Terça-feira, 2 de agosto de 2022 - 07h08
Bagé, 02.08.2022
Mais
uma vez tenho a honra de repercutir um artigo de meu Mestre Higino Veiga Macedo.
A
FORMAÇÃO ACADÊMICA
(Cel Eng
Higino Veiga Macedo)
Até 1970, a formação acadêmica, na
Academia Militar das Agulhas Negras, era considerada como muito influenciada
pelo POSITIVISMO. As matérias do chamado ensino universitário eram fortes em ciências
exatas.
Desconfia-se que bem pouca gente sabia
o que exatamente significava POSITIVISMO. Parece que confundiam raciocínio
matemático com raciocínio cartesiano e estes com raciocínio positivista. Também
confundiam raciocínio matemático com raciocínio aritmético.

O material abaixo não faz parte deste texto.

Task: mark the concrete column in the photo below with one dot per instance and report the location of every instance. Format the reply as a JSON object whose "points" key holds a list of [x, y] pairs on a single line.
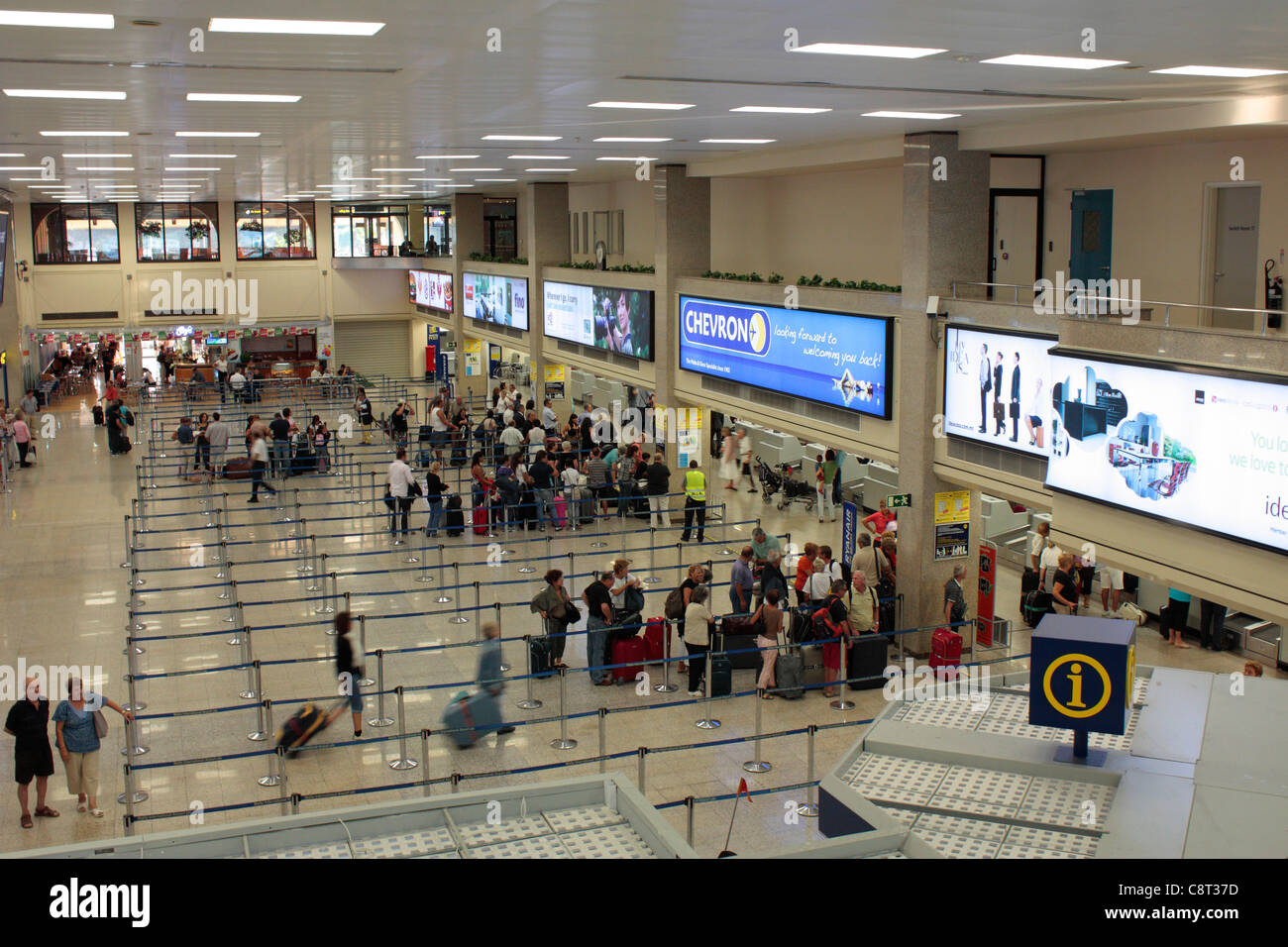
{"points": [[944, 239]]}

No início da década de setenta, a
maioria dos professores do ensino universitário, na Academia, lutavam para que
os Cadetes tivessem uma formação humanística. Argumentavam que a partir de Tenente
todo o trato no quartel seria de relacionamento humano. Assim o oficial teria
que dispor de técnicas das ciências humanas que lhe ajudasse a extrair de seus
homens o máximo de profissionalismo.
As notícias, que se tinham das
guarnições mais distantes, eram que o oficial teria que ter embasamentos
outros porque sempre seria, nesses lugares, o juiz, o padre, o médico, o
parteiro, etc., etc.
O presente ensaio pretende defender
que, para a formação intelectual do oficial do Exército, o militar de carreira
necessita ser matemático, para treinar a equacionar problemas; cartesiano, para
avaliar as soluções; e positivista, para tomar decisões.
O
MILITAR
O militar é o profissional da guerra. A
ele cabe defender sua nação ou submeter outra à vontade da sua usando o poder
militar de forma violenta. A guerra é a continuação da política, mas pelo uso
da violência. O treinamento profissional tem que estar voltado para fazer o
homem enfrentar o risco, o perigo e a morte com naturalidade de um
profissional. Isto não quer dizer que o militar tenha que ser uma máquina de matar,
um ser frio e cruel. O seu comportamento diante da morte tem que ser o de um
profissional. Terá que enfrentar a adversidade com frieza dominando o medo, o
pânico tanto os seus como os de seus subordinados e, quiçá, até de superiores.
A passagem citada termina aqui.